Нетрудно догадаться, что мое решение и принятый мною образ жизни пришлись не по вкусу г-же Левассер. Дочь при всем своем бескорыстии не могла не следовать указаниям матери; и обе мои домоправительницы, как называл их Гофкур, не всегда были так тверды в своих отказах, как я. Хотя от меня многое скрывали, я видел достаточно для того, чтобы понимать, что вижу не все; и меня мучила не столько возможность навлечь на себя подозрение в соучастии,— это легко было предотвратить,— сколько жестокая мысль, что я никогда не могу быть хозяином в своем доме и самому себе. Я просил, заклинал, сердился — все безуспешно; мамаша выставляла меня вечным ворчуном и грубияном; она постоянно шепталась с моими друзьями; все было тайной и загадкой для меня в моем собственном доме; и чтобы не вызывать беспрестанных бурных сцен, я больше не осмеливался осведомляться о том, что там происходит. Чтобы избавиться от всей этой суетни, понадобилась бы твердость, на которую я не был способен. Я умел кричать, но не действовать; мне предоставляли говорить, но поступали по-своему.

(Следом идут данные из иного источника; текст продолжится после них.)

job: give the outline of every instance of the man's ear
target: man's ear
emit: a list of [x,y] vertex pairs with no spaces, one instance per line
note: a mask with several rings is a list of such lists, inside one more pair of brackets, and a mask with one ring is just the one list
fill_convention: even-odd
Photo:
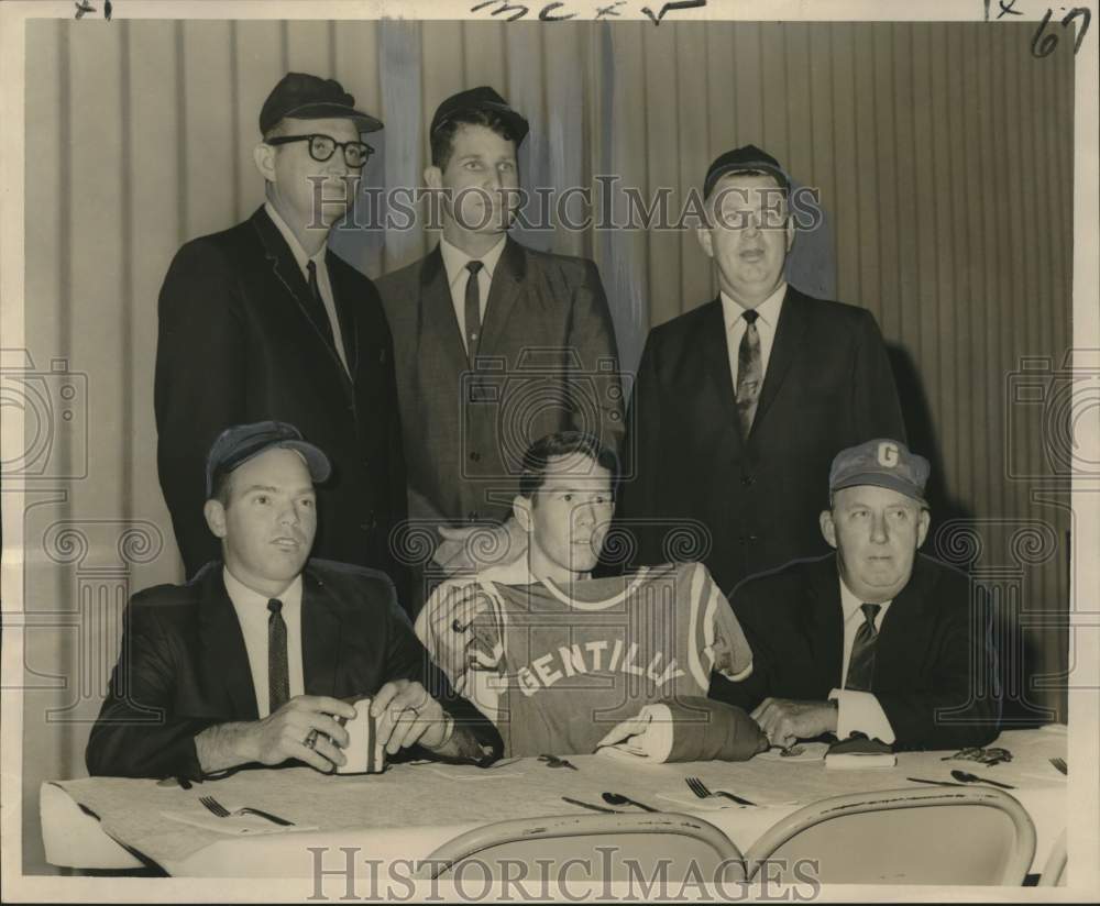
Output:
[[928,526],[932,524],[932,513],[926,509],[921,510],[921,520],[916,523],[916,546],[920,548],[924,543],[924,539],[928,537]]
[[529,532],[531,530],[531,501],[522,494],[517,494],[512,498],[512,512],[515,515],[519,528]]
[[256,165],[256,169],[260,170],[260,175],[263,176],[263,178],[268,183],[274,183],[275,148],[266,142],[260,142],[254,148],[252,148],[252,159]]
[[210,498],[202,506],[202,515],[207,519],[207,526],[210,527],[210,531],[213,532],[216,538],[226,537],[226,508],[221,505],[221,500],[216,500]]
[[833,521],[833,510],[822,510],[818,519],[822,527],[822,535],[831,548],[836,548],[836,522]]

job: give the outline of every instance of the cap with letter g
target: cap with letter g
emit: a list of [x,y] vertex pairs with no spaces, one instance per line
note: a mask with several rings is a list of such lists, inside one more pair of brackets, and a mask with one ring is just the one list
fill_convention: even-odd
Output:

Из-за этих постоянных дрязг и повседневных назойливых посетителей мое жилище и Париж опротивели мне. Когда мои недомогания позволяли мне выходить из дому, я шел гулять один; я мечтал о своей великой системе, я набрасывал кое-какие мысли, с ней связанные, на бумагу, пользуясь для этого записной книжкой и карандашом, которые были у меня всегда в кармане. Вот каким образом непредвиденные неприятности, сопряженные с избранным мною образом жизни, окончательно

320

втянули меня в литературу; и вот почему во все свои первые произведения я вносил желчное раздражение, которое заставило меня заняться ими.

Еще одно обстоятельство способствовало этому. Бывая против своего желания в большом свете, я, однако, не был в состоянии ни усвоить его тона, ни подчиниться ему; поэтому я решил обойтись без него и создать себе свой собственный тон. Так как источником моей глупой и угрюмой застенчивости, которую я не мог преодолеть, была боязнь нарушить приличия, я решил, чтобы придать себе смелости, отбросить их. Я сделался циничным и язвительным — от смущения; прикидывался, что презираю вежливость, хотя просто не умел соблюдать ее. Правда, суровость, согласная с моими новыми принципами, облагораживалась в моей душе, приобретала в ней бесстрашие добродетели; и, смею сказать, именно на этой священной основе она удержалась лучше и дольше, чем этого следовало бы ожидать, так как резкость противоречит моей натуре. Несмотря на репутацию мизантропа, которую мой внешний вид и несколько удачно сказанных слов создали мне в свете, нет сомнения, что в своем кругу я плохо выдерживал роль: мои друзья и близкие знакомые водили этого дикого медведя, как ягненка, и, ограничивая свои сарказмы горькими, но общими истинами, я никогда не мог сказать кому бы то ни было ни одного обидного слова.